Turn on the lamp, and darken the rest of the room. Tilt the orange so that the "sun" shines toward the stem end of the fruit. The stem end represents the North Pole. You're creating summer on your "planet."
Everywhere north of the equator, days are longer than nights. The longest day, which arrives around June 21 or 22, is called the summer solstice. Rotate the orange on its axis. Your North Pole is in sunlight all the time, but your South Pole's in the dark. Now move one quarter turn around the lamp but keep your orange
tilted so that the pencil is still pointing in the same direction. Rotate the orange again. The sunlight now reaches all parts of the orange.
It's time for the equinox, the period in our journey around the sun when days and nights are the same length everywhere on earth. This happens twice a year, around March 21st in summer and September 23 in autumn. The equinox marks the transition between seasons. In your orange's northern hemisphere, it's autumn. In the southern hemisphere, spring has arrived. After the autumn equinox, days get shorter. After the spring equinox, days get longer.
Okay, time for another quarter turn. Now, the earth's axis -- the pencil through the orange -- is pointing away from sun. You're now halfway through your revolution. By now, the sun is shining on your planet's South Pole. It's wintertime. When earth's tilt takes us farthest from the sun, we experience the year's longest night and shortest day -- around December 22. (That's the time what we're heading for right now.) That day is called the winter solstice.
One more quarter turn will bring spring to your orange earth as another equinox arrives. Repeat the demonstration. Imagine that you're sitting on the orange looking up at the sun as it changes position in the sky.

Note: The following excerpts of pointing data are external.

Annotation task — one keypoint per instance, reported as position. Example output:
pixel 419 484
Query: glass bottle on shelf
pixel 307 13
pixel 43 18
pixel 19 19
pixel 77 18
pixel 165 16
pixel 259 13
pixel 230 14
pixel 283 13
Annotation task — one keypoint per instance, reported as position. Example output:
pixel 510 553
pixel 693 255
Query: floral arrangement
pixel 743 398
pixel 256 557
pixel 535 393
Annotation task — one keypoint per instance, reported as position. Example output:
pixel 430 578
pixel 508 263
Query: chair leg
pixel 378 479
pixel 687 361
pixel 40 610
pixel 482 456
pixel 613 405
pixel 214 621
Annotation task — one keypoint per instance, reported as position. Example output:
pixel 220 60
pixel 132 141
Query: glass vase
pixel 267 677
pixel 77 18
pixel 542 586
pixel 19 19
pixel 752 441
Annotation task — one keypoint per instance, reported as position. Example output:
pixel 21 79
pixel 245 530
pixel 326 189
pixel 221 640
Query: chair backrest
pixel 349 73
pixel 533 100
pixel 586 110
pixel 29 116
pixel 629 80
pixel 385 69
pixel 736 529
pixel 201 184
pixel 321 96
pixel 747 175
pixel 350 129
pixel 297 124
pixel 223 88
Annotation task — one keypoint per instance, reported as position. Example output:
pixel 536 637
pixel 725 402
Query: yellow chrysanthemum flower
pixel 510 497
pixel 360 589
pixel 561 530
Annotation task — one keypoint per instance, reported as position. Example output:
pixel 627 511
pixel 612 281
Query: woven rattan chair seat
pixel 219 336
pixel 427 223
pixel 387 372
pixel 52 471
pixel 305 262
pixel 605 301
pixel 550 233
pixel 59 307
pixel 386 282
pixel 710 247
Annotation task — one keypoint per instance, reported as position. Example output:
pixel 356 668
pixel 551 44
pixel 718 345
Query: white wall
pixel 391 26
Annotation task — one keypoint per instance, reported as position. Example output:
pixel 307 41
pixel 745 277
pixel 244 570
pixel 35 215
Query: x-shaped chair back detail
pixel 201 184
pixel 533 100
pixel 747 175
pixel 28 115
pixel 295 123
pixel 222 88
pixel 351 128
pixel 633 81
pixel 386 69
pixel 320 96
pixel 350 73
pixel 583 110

During real winter, you may wish that you could change the seasons as fast as you can by doing this demonstration. But remember, after the winter solstice arrives next month, each day will actually start getting a teeny bit longer. That's something you can count on.Tips for Parents
To while away the long nights of autumn and winter, you and your kids might want to take up stargazing. Bundle up well, get a seasonal star chart or star wheel, and identify the changing positions of the constellations. You can get the charts at the library or at map or hobby stores. A good one is "Seasonal Star Charts" published by Hubbard Scientific, which includes a rotating luminous dial. A good source for kids is "Look at the Night Sky: An Introduction to Star Watching" by Seymour Simon (Viking; $6.95).
Catherine O'Neill is a children's writer in Minnesota.